Throw one of your images at tineye.com. It's a reverse image analysis tool; their algorithm is under wraps, but I'm sure a few people around here could speculate on how it works. It works nicely with cropped and scaled images, which is a hint =)


Infringement depends on permission. No third party can possibly know whether or not the use of a given work was authorized or not unless told by the copyright holder.

Now, when told by the copyright holder that no use of some work is authorized, they can flag all copies of it that they are able to find and match it under the assumption that nothing is authorized. But you couldn't add anything if we assume that every user is lying about being authorized.

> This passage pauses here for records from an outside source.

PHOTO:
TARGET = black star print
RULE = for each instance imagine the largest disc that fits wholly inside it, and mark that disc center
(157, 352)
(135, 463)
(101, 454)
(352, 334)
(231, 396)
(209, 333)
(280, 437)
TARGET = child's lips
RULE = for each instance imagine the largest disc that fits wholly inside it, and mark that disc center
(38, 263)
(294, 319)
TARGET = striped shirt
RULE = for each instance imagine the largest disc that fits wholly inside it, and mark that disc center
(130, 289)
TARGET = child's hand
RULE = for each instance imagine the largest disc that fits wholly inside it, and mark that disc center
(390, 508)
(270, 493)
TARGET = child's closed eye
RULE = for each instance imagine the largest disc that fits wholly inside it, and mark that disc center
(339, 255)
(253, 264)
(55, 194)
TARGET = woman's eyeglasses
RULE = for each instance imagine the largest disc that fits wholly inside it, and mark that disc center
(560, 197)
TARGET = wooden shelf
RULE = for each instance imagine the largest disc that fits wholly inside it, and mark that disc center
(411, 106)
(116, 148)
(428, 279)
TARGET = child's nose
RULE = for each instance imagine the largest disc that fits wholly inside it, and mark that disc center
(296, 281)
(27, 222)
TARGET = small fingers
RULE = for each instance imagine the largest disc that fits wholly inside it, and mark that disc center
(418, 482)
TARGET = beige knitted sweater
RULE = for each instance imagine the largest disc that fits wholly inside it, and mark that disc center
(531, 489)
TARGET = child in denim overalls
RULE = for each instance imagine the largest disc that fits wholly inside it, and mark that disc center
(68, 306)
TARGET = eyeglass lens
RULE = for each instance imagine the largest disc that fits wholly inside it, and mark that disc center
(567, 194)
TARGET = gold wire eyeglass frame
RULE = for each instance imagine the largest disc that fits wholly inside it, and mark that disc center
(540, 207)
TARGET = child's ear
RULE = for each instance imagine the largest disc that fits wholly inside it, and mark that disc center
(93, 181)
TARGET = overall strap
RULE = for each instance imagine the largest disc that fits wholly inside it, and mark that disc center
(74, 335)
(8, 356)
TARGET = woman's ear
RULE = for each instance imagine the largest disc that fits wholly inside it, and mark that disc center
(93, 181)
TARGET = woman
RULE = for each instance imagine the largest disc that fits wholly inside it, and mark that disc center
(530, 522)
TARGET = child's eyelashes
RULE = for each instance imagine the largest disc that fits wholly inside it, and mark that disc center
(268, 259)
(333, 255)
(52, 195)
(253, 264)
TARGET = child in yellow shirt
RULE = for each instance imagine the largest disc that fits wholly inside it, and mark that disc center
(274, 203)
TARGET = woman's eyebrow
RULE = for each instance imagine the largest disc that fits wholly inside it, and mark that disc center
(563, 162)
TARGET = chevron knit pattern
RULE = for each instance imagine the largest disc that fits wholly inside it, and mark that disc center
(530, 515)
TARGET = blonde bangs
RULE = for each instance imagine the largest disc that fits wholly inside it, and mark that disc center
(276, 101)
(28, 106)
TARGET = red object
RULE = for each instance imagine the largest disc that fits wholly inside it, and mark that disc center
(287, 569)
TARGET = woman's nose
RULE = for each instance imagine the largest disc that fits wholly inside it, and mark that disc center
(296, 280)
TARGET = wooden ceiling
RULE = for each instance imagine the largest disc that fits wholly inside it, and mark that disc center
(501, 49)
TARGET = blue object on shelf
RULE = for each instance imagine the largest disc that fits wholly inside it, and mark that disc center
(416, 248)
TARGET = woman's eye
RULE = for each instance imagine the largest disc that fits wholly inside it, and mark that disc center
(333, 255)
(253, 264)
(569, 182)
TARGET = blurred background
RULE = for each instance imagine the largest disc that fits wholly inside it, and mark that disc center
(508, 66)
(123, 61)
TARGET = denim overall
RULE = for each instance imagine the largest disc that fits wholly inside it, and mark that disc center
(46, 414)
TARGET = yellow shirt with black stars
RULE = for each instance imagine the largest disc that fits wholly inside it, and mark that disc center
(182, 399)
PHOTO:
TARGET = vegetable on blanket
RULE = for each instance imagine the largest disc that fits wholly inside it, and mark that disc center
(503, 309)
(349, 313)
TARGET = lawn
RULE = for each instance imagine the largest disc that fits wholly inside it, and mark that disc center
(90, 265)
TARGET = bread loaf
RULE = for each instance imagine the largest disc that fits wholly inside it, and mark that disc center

Moreover, as was demonstrated in the Viacom case, even the copyright holders get it wrong. In particular, Viacom had uploaded copies of their own works and made them appear leaked. Yet these were uploaded by Viacom itself and, thereby, authorized. They even had to go back and have them put up after taking them down by mistake. And they had to remove them from their complaint after being told of their mistakes. Twice. After doing due diligence with expensive lawyers.


I think his point was that you can certainly detect an image in use on other sites but that does not matter because it may or may not be infringement. Nobody could possibly know if he licensed his work to be used by certain sites or not.


The comment you guys are responding to was in jest. I wrote the original post in this subthread. My point about Tineye was that it's obviously capable of picking up duplicates (which is the immediate question I was responding to) and equally incapable of determining which of those duplicates are licensed.


Yes, but that is different than spidering and blocking every site in the search results that hosts copyrighted content.


True. But it can be gotten around by flipping the video or adding a second soundtrack. Even if it detected that, people would find ways. There's no reason that one yahoo --pun intended-- posting pirated material should be able to screw the whole company. Too much power for the yahoo. Also, un-american, as far as I've been led to believe.

Anyway, what about remixes and magazine photos and quotations longer than a paragraph?